17. The display device of claim 14, wherein the first switching unit comprises a first buffer having an input, an output and a control, the input of the first buffer being the first end of the first switching unit, the output of the first buffer being the second end of the first switching unit, the control of the first buffer being the control of the first switching unit;

The second switch unit comprises a second buffer, the second buffer is provided with an input end, an output end and a control end, the input end of the second buffer is used as the first end of the second switch unit, the output end of the second buffer is used as the second end of the second switch unit, and the control end of the second buffer is used as the control end of the second switch unit;

the third switch unit comprises a third buffer, wherein the third buffer is provided with an input end, an output end and a control end, the input end of the third buffer is used as the second end of the third switch unit, the output end of the third buffer is used as the first end of the third switch unit, and the control end of the third buffer is used as the control end of the third switch unit; and

the fourth switching unit comprises a fourth buffer, wherein the fourth buffer is provided with an input end, an output end and a control end, the input end of the fourth buffer is used as the second end of the fourth switching unit, the output end of the fourth buffer is used as the first end of the fourth switching unit, and the control end of the fourth buffer is used as the control end of the fourth switching unit.

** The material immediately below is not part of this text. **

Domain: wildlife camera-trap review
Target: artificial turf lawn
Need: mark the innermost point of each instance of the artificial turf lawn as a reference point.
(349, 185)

18. The display device of claim 17, wherein the light emitting modules each comprise:

the inverter is provided with an input end and an output end, wherein the input end of the inverter receives the first control signal, and the output end of the inverter outputs the second control signal.

19. The display device of claim 14, wherein the first switch unit, the second switch unit, the third switch unit, and the fourth switch unit each comprise a digital controller.

20. The display device of claim 17, wherein the light emitting modules each comprise:

the inverter is provided with an input end and an output end, wherein the input end of the inverter receives the first control signal, and the output end of the inverter outputs the second control signal.

21. The display device of claim 11, wherein the light emitting unit is a light emitting diode pixel unit comprising a blue sub-pixel, a red sub-pixel and a green sub-pixel.